For the quarter revenue climbed to $326.5 million, up 33.9% year over year. That was just slightly below the Wall Street consensus of $327 million. For the 2016 year revenue climbed to $1.105 billion, up 46.7% year over year.
Earnings did indeed disappoint at 5 cents a share, 18 cents a share below the Wall Street consensus. But remarkably the stock didn’t plunge. In fact, it barely budged going from its February 14 close at $123.32 to $120.18 on February 16. The shares closed at $120.49 on February 17.

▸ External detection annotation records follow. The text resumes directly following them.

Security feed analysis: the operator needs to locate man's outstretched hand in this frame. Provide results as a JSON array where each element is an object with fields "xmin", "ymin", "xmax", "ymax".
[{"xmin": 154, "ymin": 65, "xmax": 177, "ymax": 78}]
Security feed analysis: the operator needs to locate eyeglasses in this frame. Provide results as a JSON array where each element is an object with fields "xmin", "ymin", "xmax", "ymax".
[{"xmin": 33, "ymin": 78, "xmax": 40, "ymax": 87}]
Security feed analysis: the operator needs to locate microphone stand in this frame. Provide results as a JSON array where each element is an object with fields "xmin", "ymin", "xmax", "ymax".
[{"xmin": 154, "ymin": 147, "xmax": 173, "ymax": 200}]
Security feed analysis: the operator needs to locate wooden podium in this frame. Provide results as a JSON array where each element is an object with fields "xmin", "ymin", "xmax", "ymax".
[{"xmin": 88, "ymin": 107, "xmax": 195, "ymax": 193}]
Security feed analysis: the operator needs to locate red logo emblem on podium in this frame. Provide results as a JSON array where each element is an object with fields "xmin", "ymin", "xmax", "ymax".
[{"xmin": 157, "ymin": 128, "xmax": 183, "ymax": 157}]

That was because the extra spending came on R&D and right now Wall Street has decided that higher spending on Incyte’s pipeline of drug candidates is a very good thing indeed.
Like it would with a “real” drug company Wall Street is asking What’s the likely return on that R&D investment? And right now it likes the answer.
Incyte’s current revenue comes from the explosive growth of Jakafi (ruxolitinib). In the fourth quarter of 2016 Jakafi revenue came to $238 million and for 2017 Incyte is projecting that net product revenue will increase to $1.02 to $1.07 billion. That would be a 7% to 13% rate of growth above the run rate in the fourth quarter. Sales of Jakafi, used to treat myelofibrosis, a bone marrow disorder that affects the body’s ability to produce blood cells, look to be approaching a big inflection point as Jakafi gains approval to treat other bone marrow disorders. (It also doesn’t hurt that a big potential rival to Jakafi failed a Phase 3 trial in November.)
But Jakafi isn’t the whole story at Inctye. In fact it’s not even the most exciting part of the story.
There’s baricintinib–marketed by Incyte and its partner Eli Lilly (LLY) as Olumiant–used to treatment of moderate-to-severe active rheumatoid arthritis. The drug, a JAK inhibitor, has been approved in the European Union and looks likely to win approval in the United States in the second quarter. Olumiant targets the same market as the blockbuster Humira (more than $10 billion in sales) but with the advantage that it’s a oral pill versus an injection.
And then there’s the company’s very, very promising oncology pipeline. Which includes epacadostat, a checkpoint inhibitor, now in trials with Merck’s (MRK) Keytruda in first-line treatment for melanoma, advanced lung cancer, renal cell carcinoma, head and neck cancer, and bladder cancer. It’s likely that key data from the trials will be released at the American Society of Clinical Oncology conference in Chicago in June.
You can see why Wall Street might see higher R&D spending as a plus. (And by the way the company finished the December quarter with $809 million in cash and cash equivalents, up from $708 million on December 31, 2015.)
Incyte is a member of my 12-18 month Jubak Picks portfolio. The stock is up 170.5% since I added it to this portfolio on April 17, 2014. As of February 20, I’m raised my target price to $142 a share from the previous target of $125.